BlackRock‘s iShares Bitcoin Trust ETF was particularly hard hit, recording outflows of $552 million while inflows totaled just $84.6 million. Fidelity’s Wise Origin Bitcoin Fund also suffered outflows of over $517 million, with inflows of just $136.5 million. The Grayscale Bitcoin Trust ETF recorded outflows of over $200 million and no inflows.

Interestingly, the Grayscale Bitcoin Mini Trust ETF was the only product to buck the negative trend. It experienced no net outflows and even recorded inflows of over $55 million. Overall, outflows from US Bitcoin ETFs totaled over $1.6 billion in the first 17 days of March, while inflows reached only $351 million, resulting in a net outflow of nearly $1.3 billion.

Ether-based investment products also experienced a difficult month. BlackRock’s iShares Ethereum Trust ETF recorded outflows of $126 million with no monthly inflows.

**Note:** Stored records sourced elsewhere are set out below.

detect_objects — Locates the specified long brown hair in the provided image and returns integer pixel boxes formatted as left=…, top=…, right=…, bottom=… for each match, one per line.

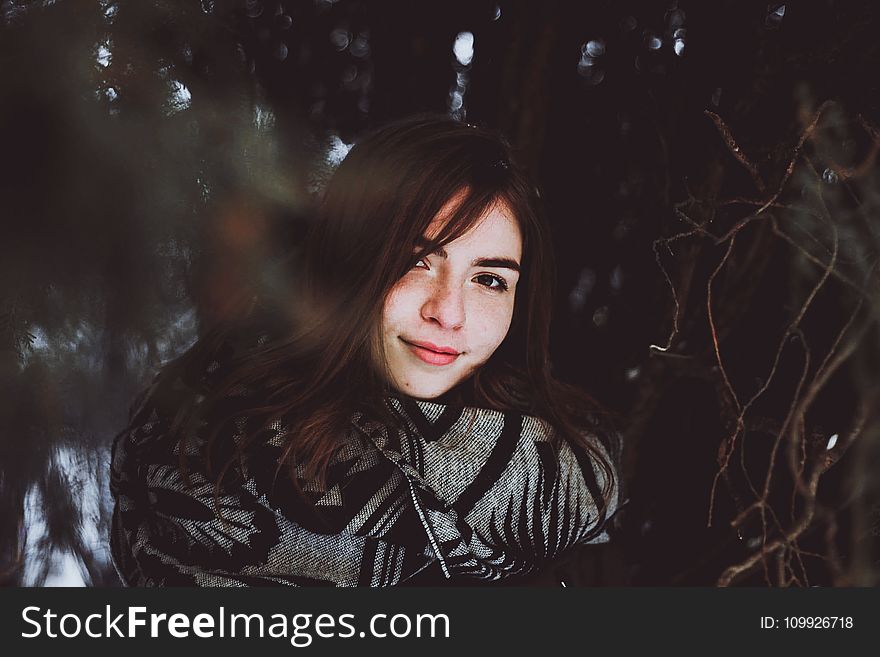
left=149, top=114, right=616, bottom=518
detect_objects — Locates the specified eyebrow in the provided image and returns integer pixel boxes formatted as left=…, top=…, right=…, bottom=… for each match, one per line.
left=414, top=238, right=521, bottom=272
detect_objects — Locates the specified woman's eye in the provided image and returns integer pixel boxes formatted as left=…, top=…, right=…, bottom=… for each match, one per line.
left=474, top=273, right=508, bottom=291
left=413, top=257, right=429, bottom=269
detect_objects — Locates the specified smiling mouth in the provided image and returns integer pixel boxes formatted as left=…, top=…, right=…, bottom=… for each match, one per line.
left=400, top=339, right=461, bottom=366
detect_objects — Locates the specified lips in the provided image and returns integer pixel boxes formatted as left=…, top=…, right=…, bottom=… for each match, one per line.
left=401, top=339, right=461, bottom=366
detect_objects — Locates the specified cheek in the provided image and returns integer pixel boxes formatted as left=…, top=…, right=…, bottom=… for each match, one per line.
left=467, top=296, right=515, bottom=356
left=382, top=279, right=420, bottom=330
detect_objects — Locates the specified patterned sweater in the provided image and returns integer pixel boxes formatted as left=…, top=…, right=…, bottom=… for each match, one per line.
left=110, top=371, right=622, bottom=586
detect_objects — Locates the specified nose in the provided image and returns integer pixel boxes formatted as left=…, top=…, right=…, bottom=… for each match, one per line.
left=420, top=277, right=465, bottom=330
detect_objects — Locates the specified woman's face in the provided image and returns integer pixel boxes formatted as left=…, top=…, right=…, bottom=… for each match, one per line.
left=380, top=196, right=522, bottom=400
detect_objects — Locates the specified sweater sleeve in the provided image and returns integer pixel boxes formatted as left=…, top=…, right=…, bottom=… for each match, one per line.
left=356, top=397, right=623, bottom=579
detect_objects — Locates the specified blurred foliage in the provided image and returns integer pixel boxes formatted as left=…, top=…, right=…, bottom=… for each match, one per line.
left=1, top=0, right=878, bottom=586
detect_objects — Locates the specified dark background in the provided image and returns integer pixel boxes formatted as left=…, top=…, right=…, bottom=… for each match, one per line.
left=1, top=0, right=878, bottom=586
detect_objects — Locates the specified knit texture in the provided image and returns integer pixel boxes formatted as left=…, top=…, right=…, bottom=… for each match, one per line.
left=110, top=382, right=621, bottom=587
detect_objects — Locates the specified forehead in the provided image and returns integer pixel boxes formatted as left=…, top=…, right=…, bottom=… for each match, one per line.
left=424, top=197, right=522, bottom=258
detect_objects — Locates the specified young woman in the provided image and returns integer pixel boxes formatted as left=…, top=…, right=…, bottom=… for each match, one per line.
left=110, top=115, right=623, bottom=586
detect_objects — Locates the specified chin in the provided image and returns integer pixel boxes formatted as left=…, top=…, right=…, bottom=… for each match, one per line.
left=404, top=385, right=454, bottom=401
left=391, top=374, right=458, bottom=401
left=396, top=372, right=473, bottom=402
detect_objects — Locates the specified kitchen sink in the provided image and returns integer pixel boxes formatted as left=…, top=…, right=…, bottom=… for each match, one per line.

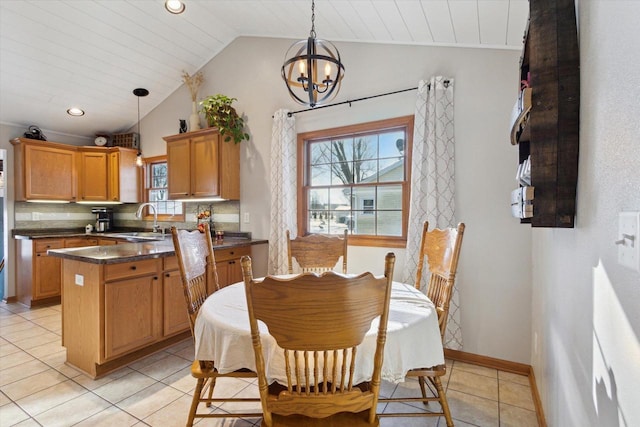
left=106, top=232, right=169, bottom=241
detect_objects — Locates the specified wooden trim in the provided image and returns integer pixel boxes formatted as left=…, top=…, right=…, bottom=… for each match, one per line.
left=444, top=349, right=546, bottom=426
left=296, top=115, right=414, bottom=243
left=3, top=296, right=18, bottom=304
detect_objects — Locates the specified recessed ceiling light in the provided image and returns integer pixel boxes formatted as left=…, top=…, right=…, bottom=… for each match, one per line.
left=66, top=107, right=85, bottom=116
left=165, top=0, right=185, bottom=14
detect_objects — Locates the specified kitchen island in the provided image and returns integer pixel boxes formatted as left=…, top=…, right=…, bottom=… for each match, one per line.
left=47, top=235, right=267, bottom=378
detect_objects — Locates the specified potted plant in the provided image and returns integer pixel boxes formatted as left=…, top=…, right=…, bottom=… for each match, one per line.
left=199, top=94, right=250, bottom=144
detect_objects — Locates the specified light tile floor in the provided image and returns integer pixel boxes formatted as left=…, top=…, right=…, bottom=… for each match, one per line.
left=0, top=302, right=539, bottom=426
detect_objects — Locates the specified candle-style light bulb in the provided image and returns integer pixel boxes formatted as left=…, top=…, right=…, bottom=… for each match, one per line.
left=299, top=61, right=306, bottom=76
left=324, top=63, right=332, bottom=79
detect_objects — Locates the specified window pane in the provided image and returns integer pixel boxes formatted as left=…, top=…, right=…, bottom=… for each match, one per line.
left=310, top=163, right=331, bottom=186
left=332, top=138, right=353, bottom=162
left=377, top=184, right=402, bottom=209
left=354, top=136, right=378, bottom=161
left=356, top=159, right=378, bottom=183
left=310, top=140, right=331, bottom=165
left=329, top=187, right=351, bottom=208
left=379, top=157, right=404, bottom=182
left=376, top=210, right=402, bottom=236
left=331, top=162, right=353, bottom=185
left=380, top=130, right=406, bottom=158
left=309, top=188, right=329, bottom=210
left=149, top=189, right=167, bottom=202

Fidelity’s Ethereum Fund had outflows of approximately $73 million and inflows of only $21 million. Overall, Ether ETFs recorded over $300 million in outflows in March.

The negative performance of these products reflects the overall sentiment in the crypto market, which is becoming increasingly bearish. CryptoQuant CEO Ki Young Ju declared on March 18 that the Bitcoin bull cycle is over and expects bearish or sideways price movements for up to a year. Ju argued that on-chain metrics point to a bear market as new whales sell at low prices while liquidity dwindles.